Andres Muschietti To Direct Harry Houdini Film, 'The Witch Of Lime Street'

Mama director Andres Muschietti has been lining up some high-profile projects since his 2013 breakout horror movie. Muschietti not only replaced Cary Fukunaga (Beasts of No Nation) on a Stephen King adaptation, It, but he was also briefly attached to The Mummy reboot and signed on to helm the video game adaptation, Shadows of Colossus. With The Witch of Lime Street, Muschietti adds another potential film to his future. Learn more about the Harry Houdini film after the jump.

In David Jaher's "The Witch of Lime Street: Séance, Seduction, and Houdini in the Spirit World," which was published in October, Harry Houdini takes on psychic Margery Crandon. According to The Hollywood Reporter, STX Entertainment purchased the rights to the book.
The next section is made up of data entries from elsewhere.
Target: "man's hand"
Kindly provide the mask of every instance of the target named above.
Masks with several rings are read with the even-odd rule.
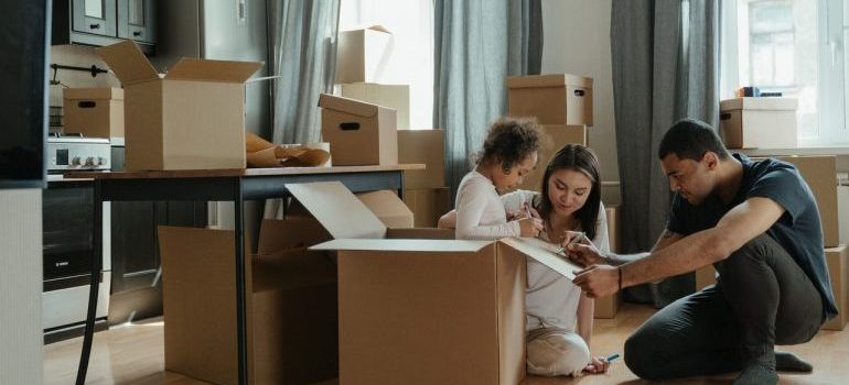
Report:
[[[576,272],[572,283],[581,287],[590,298],[605,297],[619,292],[619,268],[608,265],[592,265]]]
[[[569,231],[563,239],[563,244],[567,245],[566,249],[563,249],[563,254],[566,254],[569,260],[584,267],[608,263],[608,258],[604,257],[604,255],[601,255],[599,249],[587,238],[579,243],[570,245],[569,242],[571,242],[577,234],[579,233]]]

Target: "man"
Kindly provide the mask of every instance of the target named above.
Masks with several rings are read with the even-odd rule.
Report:
[[[587,267],[574,284],[591,297],[713,264],[717,285],[659,310],[625,342],[640,377],[742,371],[734,384],[775,384],[810,364],[775,344],[809,341],[837,315],[814,196],[795,167],[731,156],[713,130],[676,122],[658,156],[675,193],[666,230],[649,253],[568,250]],[[615,267],[614,267],[615,266]]]

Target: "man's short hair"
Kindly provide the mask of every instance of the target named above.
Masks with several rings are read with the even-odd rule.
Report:
[[[731,156],[712,127],[695,119],[681,119],[666,131],[657,148],[657,156],[663,161],[675,154],[680,160],[701,161],[706,152],[716,153],[720,160]]]

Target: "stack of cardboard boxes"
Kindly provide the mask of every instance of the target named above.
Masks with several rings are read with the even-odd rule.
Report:
[[[849,186],[838,185],[836,156],[776,156],[792,163],[810,186],[819,208],[823,226],[823,244],[826,264],[831,280],[831,290],[837,301],[839,315],[826,322],[823,329],[843,330],[849,321],[849,239],[841,229],[839,212],[849,206]],[[756,158],[755,158],[756,161]],[[841,235],[842,234],[842,235]],[[696,272],[696,289],[716,283],[716,270],[706,266]]]

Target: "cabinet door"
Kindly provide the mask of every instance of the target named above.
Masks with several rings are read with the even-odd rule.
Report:
[[[74,0],[74,25],[76,32],[104,36],[118,34],[116,0]]]
[[[118,0],[118,37],[154,43],[155,0]]]

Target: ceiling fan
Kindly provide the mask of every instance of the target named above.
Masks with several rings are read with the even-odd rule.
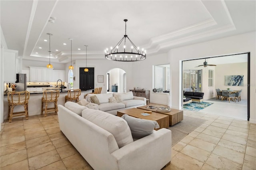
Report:
[[[204,59],[205,60],[204,60],[204,62],[203,65],[199,65],[198,66],[196,66],[195,67],[198,67],[204,66],[205,67],[207,67],[208,66],[217,66],[216,65],[214,65],[214,64],[207,64],[207,62],[206,62],[206,59]]]

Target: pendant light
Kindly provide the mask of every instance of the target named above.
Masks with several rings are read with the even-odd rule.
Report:
[[[89,69],[87,68],[87,47],[88,45],[85,45],[84,46],[86,47],[86,55],[85,55],[85,68],[84,69],[84,72],[89,71]]]
[[[46,67],[48,69],[52,69],[53,66],[51,64],[51,36],[52,36],[50,33],[47,33],[46,34],[49,35],[49,64],[47,64]]]
[[[72,70],[74,69],[74,66],[72,65],[72,38],[69,38],[68,40],[71,40],[71,65],[68,67],[68,68],[70,70]]]

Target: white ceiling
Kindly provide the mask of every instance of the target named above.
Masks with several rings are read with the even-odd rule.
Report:
[[[1,37],[1,45],[18,50],[28,59],[48,61],[49,41],[44,41],[49,40],[47,33],[53,34],[54,62],[70,61],[70,38],[72,58],[84,57],[84,45],[88,45],[89,58],[104,58],[104,49],[124,35],[124,19],[128,20],[127,35],[147,50],[148,56],[256,30],[255,0],[0,2],[6,43]],[[50,17],[56,18],[54,23],[48,22]]]

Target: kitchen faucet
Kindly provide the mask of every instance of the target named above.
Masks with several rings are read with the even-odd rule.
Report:
[[[59,81],[59,80],[60,80],[61,82],[61,87],[60,87],[60,91],[62,92],[62,81],[60,79],[59,79],[57,81],[57,87],[58,87],[58,82]]]

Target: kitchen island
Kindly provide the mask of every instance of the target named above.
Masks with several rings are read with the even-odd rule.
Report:
[[[84,95],[89,93],[89,91],[82,91],[79,99],[81,100],[84,98]],[[60,96],[58,99],[57,103],[63,106],[65,104],[65,97],[68,95],[68,91],[62,90],[62,92],[60,91]],[[42,98],[43,97],[43,91],[30,92],[30,97],[28,100],[28,119],[29,116],[37,115],[41,115],[41,109],[42,106]],[[51,103],[48,105],[48,107],[52,107],[54,106],[54,103]],[[8,119],[8,107],[9,103],[6,93],[4,94],[4,120]],[[24,111],[24,107],[22,105],[18,105],[15,107],[14,109],[15,112],[18,111]],[[43,116],[44,116],[44,115]],[[15,119],[13,118],[13,119]]]

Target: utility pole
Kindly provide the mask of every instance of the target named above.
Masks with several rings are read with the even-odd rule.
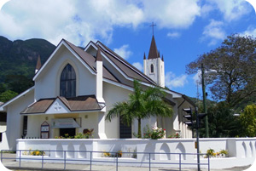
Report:
[[[206,85],[205,85],[205,68],[204,65],[201,64],[201,87],[202,87],[202,94],[203,94],[203,107],[204,113],[207,113],[207,95],[206,95]],[[208,126],[208,116],[206,116],[205,118],[206,123],[206,138],[209,138],[209,126]]]
[[[196,115],[196,150],[197,150],[197,170],[201,171],[200,169],[200,150],[199,150],[199,114],[198,114],[198,110],[197,107],[195,107],[195,115]]]

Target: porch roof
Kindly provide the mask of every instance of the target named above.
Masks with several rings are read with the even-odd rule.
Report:
[[[49,108],[57,108],[56,102],[61,101],[69,111],[101,111],[103,107],[98,103],[95,95],[83,95],[72,98],[56,97],[40,99],[27,106],[20,114],[47,113]],[[55,106],[53,106],[55,105]],[[59,105],[57,104],[57,105]]]

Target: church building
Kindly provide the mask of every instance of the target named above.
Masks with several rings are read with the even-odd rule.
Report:
[[[143,56],[142,56],[143,58]],[[101,42],[90,42],[81,48],[62,39],[47,61],[38,62],[34,86],[0,105],[6,115],[2,128],[1,149],[15,149],[16,140],[55,139],[73,136],[93,129],[94,139],[134,138],[137,123],[123,125],[119,117],[105,117],[113,104],[127,100],[133,92],[133,81],[143,88],[160,86],[172,105],[172,117],[152,117],[142,122],[166,129],[166,137],[177,133],[191,138],[184,124],[183,108],[194,106],[187,96],[165,87],[165,62],[152,37],[148,55],[143,56],[143,73]]]

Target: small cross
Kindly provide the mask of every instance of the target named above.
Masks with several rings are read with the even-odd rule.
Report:
[[[154,26],[156,26],[156,25],[154,25],[154,22],[152,22],[152,25],[149,26],[152,26],[152,31],[153,31],[153,36],[154,36]]]
[[[61,109],[61,106],[59,105],[58,102],[56,102],[56,103],[55,104],[55,110],[56,111],[60,111]]]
Here's the official synopsis:

The 1920s are famous as the golden age of jazz and glamour, but it was also an era of fevered yearning for communion with the spirit world, after the loss of tens of millions in the First World War and the Spanish-flu epidemic. A desperate search for reunion with dead loved ones precipitated a tidal wave of self-proclaimed psychics—and, as reputable media sought stories on occult phenomena, mediums became celebrities. Against this backdrop, in 1924, the pretty wife of a distinguished Boston surgeon came to embody the raging national debate over Spiritualism, a movement devoted to communication with the dead. Reporters dubbed her the blonde Witch of Lime Street, but she was known to her followers simply as Margery. Her most vocal advocate was none other than Sherlock Holmes' creator Sir Arthur Conan Doyle, who believed so thoroughly in Margery's powers that he urged her to enter a controversial contest, sponsored by Scientific American and offering a large cash prize to the first medium declared authentic by its impressive five-man investigative committee. Admired for both her exceptional charm and her dazzling effects, Margery was the best hope for the psychic practice to be empirically verified. Her supernatural gifts beguiled four of the judges. There was only one left to convince...the acclaimed escape artist, Harry Houdini.

Muschietti will co-produce the film with his sister and co-writer on Mama, Barbara Muschietti. The book spans more than a decade, with Houdini trying to prove Crandon was a fraud. The book is inspired by real events, and exploring a Houdini rivalry sounds more interesting than the standard biopic. Houdini wasn't a conventional man, so why give him the conventional bio film treatment? Houdini's complicated relationship with Sherlock Holmes writer, Sir Arthur Conan Doyle, is a major part of The Witch Lime Street, and they're a duo we might see depicted on TV some point soon. There's also America's First Superhero in the works, a Houdini film starring Johnny Depp.